Denis Verdier, head of France's Wine Co-operatives Union, said he regretted that the European Commission would not offer legislative proposals on wine reform until at least June.
His comments reveal creeping signs of frustration among wine industry leaders about the length of time taken to instigate reform plans, which aim to drain Europe's 1.5bn-litre wine lake and re-launch wines on the world market.
"We are losing time. Things need to happen much more quickly," Verdier said, in an interview with BeverageDaily.com.
Commission officials originally said they would finalise reform plans this month, but will now wait until June or July. That means discussions are unlikely before the autumn, when EU policy makers return from their summer break.
It is almost one year since the Commission pulled together a host of wine experts to ponder reform. Plans for 'deep-rooted' change were unveiled last June, including a proposal to grub up 400,000 hectares of vines.
But initial opposition to this among the biggest wine nations - France, Spain and Italy - means EU agriculture ministers have struggled to agree.
Many standard EU wines, meanwhile, have continued to struggle from New World competition in fast-growing markets like the UK and US.
"Discussions are continuing.

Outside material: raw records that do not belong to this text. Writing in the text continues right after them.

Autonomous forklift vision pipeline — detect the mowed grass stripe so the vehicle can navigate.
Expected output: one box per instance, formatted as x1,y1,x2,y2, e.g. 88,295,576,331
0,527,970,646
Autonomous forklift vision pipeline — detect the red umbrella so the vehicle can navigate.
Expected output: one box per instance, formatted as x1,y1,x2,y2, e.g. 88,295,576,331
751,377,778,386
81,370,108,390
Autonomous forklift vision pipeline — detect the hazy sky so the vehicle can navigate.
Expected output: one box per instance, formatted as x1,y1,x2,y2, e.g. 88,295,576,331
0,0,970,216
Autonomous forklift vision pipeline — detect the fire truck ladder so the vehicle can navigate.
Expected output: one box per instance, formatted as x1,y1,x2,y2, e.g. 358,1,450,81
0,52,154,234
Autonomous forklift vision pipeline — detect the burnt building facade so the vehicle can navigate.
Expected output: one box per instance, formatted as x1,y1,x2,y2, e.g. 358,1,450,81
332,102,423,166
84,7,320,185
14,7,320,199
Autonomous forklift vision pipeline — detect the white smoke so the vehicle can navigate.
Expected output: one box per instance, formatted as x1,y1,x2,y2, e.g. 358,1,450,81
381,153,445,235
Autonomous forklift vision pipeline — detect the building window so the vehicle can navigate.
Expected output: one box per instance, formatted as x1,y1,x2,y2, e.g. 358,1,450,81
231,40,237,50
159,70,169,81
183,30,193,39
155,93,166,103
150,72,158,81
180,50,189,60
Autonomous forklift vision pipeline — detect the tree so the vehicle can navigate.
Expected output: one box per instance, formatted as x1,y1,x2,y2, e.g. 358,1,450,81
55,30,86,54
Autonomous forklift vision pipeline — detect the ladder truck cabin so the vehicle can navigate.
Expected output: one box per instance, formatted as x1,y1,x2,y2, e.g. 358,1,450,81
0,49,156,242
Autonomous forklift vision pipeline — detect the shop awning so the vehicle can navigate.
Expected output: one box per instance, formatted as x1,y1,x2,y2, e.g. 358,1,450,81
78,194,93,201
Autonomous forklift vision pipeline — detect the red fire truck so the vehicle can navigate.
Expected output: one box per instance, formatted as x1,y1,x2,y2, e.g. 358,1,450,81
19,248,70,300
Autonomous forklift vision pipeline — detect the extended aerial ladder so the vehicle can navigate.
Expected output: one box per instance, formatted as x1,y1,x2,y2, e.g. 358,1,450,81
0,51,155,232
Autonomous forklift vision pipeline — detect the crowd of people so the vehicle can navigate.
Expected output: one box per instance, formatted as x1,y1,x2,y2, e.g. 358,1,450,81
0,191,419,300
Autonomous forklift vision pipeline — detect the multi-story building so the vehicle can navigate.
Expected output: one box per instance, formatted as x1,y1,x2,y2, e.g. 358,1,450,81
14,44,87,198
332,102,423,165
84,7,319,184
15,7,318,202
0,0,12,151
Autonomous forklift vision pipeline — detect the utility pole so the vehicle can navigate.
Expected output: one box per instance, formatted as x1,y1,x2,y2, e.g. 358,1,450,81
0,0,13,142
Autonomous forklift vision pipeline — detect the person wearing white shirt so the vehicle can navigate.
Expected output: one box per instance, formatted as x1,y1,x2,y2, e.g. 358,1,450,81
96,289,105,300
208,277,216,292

It will take the time that we need," said a Commission spokesperson.
Some have suggested French officials would prefer to play safe until after the country's Presidential elections this June. France's Languedoc Roussillon region is set to be one of Europe's worst hit by wine reform, a Commission report found.
Verdier said: "The [grubbing up] proposals were brutal. We must do this everywhere in Europe, but we must be intelligent. We must save those with a future and there needs to be a plan to help those who leave."
Chatter about wine reform has increased among French winemakers recently, although some continue to resist change.
A source close to France's militant winemaker group, CRAV, told BeverageDaily.com he feared more violence this year. As financial problems mounted in Languedoc, he warned the group was losing control of more radical members.